少年、イタカは小さな手で、フールズの服を縋るようにぎゅっと掴む。濡れた服越しに感じる体温は恐ろしいほどに冷たかった。
フールズは、徐々に冷静になる頭でイタカを風呂に入れる必要があると考える一方で、二人っきりの状況が続けば、また襲ってしまうのではないかと不安が過った。
凹んだ壁を見つめながら、フールズは詰めていた息を吐き捨てる。
しかし、それがイタカの望みなら、気にすることではないかと、げんきんな考えですら浮かんでくる始末だ。
それに拾った責任もあると立派な建前が頭に浮かんで消える。

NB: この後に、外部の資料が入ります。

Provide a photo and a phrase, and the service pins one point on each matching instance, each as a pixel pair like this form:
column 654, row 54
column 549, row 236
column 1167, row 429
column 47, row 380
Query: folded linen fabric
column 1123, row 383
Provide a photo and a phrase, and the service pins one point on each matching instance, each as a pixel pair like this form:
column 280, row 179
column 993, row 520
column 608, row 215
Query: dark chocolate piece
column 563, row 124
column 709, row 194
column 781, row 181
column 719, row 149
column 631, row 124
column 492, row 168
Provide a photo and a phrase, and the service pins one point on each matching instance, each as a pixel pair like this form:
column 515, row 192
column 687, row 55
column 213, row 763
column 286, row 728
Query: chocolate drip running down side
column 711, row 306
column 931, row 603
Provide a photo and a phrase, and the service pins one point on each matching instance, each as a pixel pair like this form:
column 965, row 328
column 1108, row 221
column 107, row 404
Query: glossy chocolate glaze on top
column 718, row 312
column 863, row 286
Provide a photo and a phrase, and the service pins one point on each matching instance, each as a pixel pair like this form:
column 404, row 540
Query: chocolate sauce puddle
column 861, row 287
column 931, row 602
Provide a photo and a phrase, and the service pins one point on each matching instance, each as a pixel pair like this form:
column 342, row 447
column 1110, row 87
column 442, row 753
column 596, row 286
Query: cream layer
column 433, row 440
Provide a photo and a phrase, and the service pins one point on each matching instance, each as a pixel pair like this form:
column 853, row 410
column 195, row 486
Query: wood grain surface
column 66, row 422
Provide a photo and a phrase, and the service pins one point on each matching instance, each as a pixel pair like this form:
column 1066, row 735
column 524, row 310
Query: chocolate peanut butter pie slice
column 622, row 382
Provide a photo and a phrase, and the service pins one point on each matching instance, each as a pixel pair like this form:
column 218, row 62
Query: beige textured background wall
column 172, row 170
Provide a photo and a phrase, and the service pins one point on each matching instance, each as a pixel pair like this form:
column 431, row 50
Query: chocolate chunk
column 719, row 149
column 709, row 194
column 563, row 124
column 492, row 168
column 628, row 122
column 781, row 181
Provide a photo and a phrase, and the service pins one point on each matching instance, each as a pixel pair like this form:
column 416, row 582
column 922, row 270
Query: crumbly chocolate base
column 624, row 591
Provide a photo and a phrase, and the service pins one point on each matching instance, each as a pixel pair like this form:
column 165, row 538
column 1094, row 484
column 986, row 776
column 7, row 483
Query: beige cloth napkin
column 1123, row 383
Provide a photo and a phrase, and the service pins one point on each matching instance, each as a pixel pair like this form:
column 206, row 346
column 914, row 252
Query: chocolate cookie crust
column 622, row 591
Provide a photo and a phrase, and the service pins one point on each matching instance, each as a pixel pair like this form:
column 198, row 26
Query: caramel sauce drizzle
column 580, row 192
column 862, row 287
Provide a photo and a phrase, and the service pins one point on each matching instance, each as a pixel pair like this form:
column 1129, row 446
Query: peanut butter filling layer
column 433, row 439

イタカを雨が降る外に追い出して、見ず知らずのフォークに貪り喰われる想像して腹の底から煮え立つ思いが込み上げてきた。
これは俺のだと、暗い独占欲に気付くのは直ぐだ。それもこれも【フォーク】の性のせいだろうか。
フールズは、やれやれと首を左右に振った。
「フールズだ」
そう言って、フールズが振り返ると、急に支えを失ったイタカがよろめいて前のめりに崩れた。
「あっ」
小さな声をあげるイタカの肩を支え、胸元に引き寄せる。ふわりと柔らかい髪がフールズの首筋に触れた。
甘い匂いをさせるイタカは無防備に体を預ける。
フールズは、口をへの字に曲げて困った顔をした。
「大丈夫?話は風呂に入ってからにしようか」
「洗って綺麗にしてから食べるの?」
少し身を引いたイタカはフールズの顔を下から覗き込んで、そう言った。
否定もできたが、何を言っても聞かないだろうと思ったフールズは適当に聞き流して、小さな体を軽々と抱きあげた。
フールズと、戸惑いを隠しきれない声が聞こえたが、それも無視した。
綺麗に丸洗いしたイタカにたくさん食事を与えて、丸々と太ってから食べてもいいだろう。
惰性に生きるよりも随分と愉快だ。
ふと、思い至ったフールズは微笑を口許に浮かべ、浴室へと向かった。